Methylation Levels of CADM1, MAL, and MIR124-2 in Cervical Scrapes for Triage of HIV-Infected, High-Risk HPV-Positive Women in Kenya.

Document Type



Internal Medicine (East Africa)


Objectives: To evaluate the value of cervical cell methylation markers in screening HIV-infected women also positive for high-risk human papillomavirus (hrHPV).

Design: Cross-sectional and prospective.

Methods: Two hundred forty-eight HIV-infected hrHPV-positive women enrolled in a cervical cancer screening study in Nairobi, Kenya, had colposcopy-directed biopsy and histological diagnoses. Exfoliated cervical cells were used to measure methylation levels of the CADM1, MAL, and MIR124-2 genes using quantitative methylation-specific polymerase chain reaction.
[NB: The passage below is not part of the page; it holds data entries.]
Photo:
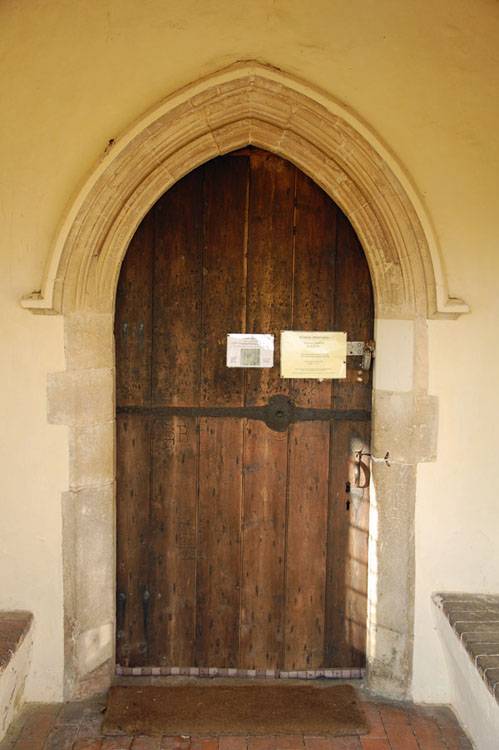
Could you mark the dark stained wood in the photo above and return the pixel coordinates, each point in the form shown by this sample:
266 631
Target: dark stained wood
348 526
178 259
306 545
270 264
239 546
224 278
133 470
263 547
313 283
133 323
219 542
173 541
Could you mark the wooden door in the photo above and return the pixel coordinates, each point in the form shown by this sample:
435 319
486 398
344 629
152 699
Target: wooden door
239 546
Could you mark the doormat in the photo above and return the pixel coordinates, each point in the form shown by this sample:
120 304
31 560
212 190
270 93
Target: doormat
234 709
346 673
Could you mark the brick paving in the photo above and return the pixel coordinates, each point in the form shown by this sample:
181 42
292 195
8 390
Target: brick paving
393 726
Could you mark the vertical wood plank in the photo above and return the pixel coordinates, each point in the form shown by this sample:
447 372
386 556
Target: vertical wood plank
346 594
263 543
133 503
219 543
313 281
133 319
224 277
178 253
270 264
172 542
354 313
306 545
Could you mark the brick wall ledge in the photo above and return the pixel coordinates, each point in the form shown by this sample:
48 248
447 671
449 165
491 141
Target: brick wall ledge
13 629
474 619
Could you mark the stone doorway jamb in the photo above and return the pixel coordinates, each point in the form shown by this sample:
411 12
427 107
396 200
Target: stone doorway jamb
244 104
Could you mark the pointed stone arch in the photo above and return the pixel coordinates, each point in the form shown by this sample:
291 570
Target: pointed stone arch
241 105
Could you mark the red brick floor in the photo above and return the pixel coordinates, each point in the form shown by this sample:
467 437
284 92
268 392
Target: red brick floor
393 726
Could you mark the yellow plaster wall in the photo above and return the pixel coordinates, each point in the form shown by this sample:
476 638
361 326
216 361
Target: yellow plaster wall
423 74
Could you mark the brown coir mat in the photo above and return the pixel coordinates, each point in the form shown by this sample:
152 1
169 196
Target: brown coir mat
234 709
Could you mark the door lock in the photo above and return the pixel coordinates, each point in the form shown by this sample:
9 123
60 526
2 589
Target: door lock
364 349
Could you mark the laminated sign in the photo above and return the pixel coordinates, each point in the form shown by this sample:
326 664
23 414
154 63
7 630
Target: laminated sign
250 350
313 354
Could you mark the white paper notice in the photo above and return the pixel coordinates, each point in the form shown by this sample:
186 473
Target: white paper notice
250 350
313 354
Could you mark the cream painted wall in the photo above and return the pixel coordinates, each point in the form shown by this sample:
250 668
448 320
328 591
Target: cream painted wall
423 75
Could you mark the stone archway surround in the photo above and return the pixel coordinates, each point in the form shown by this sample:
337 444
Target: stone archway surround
244 104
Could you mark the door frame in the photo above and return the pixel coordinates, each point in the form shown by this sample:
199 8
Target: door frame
240 105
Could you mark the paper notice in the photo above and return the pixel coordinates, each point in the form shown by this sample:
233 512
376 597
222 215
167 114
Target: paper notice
313 354
250 350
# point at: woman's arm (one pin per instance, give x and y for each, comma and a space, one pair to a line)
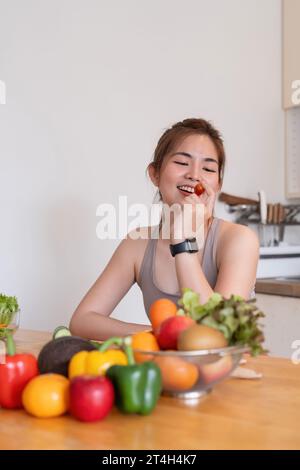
239, 254
91, 318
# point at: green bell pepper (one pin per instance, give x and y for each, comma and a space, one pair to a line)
137, 386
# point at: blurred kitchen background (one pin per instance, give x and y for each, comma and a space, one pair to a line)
90, 87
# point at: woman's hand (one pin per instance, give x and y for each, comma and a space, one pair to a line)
192, 220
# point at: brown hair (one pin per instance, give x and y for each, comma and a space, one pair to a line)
175, 134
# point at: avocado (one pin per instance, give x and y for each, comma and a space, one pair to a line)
55, 355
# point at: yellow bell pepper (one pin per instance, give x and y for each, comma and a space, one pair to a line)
46, 396
96, 362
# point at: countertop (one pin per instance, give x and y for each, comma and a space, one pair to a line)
285, 287
237, 414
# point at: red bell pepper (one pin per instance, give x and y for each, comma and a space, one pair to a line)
15, 373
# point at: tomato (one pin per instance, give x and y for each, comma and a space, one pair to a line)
46, 396
198, 189
160, 310
177, 374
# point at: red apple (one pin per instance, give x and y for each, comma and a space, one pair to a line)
216, 370
91, 397
168, 332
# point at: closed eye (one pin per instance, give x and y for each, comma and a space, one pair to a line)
208, 169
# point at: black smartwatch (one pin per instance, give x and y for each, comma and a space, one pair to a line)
188, 246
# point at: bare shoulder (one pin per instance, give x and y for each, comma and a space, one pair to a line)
235, 237
137, 241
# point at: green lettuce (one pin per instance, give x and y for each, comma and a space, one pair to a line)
237, 318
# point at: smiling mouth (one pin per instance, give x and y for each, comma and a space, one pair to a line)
186, 190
Methylation levels were summarized as cycle threshold (Ct) ratios compared with the β-actin gene. Median Ct ratios were compared across histological diagnoses, with 95% confidence intervals calculated by bootstrapping. Methylation levels at 6 months were assessed in 128 women who remained hrHPV positive.

Results: All 3 methylation markers showed significantly (P < 0.001) raised median Ct ratios in women with cervical intraepithelial neoplasia (CIN) grade 3 compared with women with a normal cervix. When markers were combined into a single test, the area under the receiver operating characteristic curve for prediction of CIN2 or worse (CIN2+) was 0.80. When the test was calibrated to have similar specificity, sensitivity of the combined tri-marker test for CIN2+ was comparable with cytology [atypical squamous cells of undetermined significance or worse] (89% and 95%, respectively) and superior to visual inspection with acetic acid (85% vs 70%) and HPV16/18 genotyping (65% vs 40%). Among women with no CIN2+ at baseline and persistent hrHPV at 6-month follow-up, MAL-m1 and MIR124-2 Ct ratios increased significantly.

Conclusions: Methylation markers in combination with HPV testing may offer a full molecular screening strategy to the many HIV-infected women who are also hrHPV positive.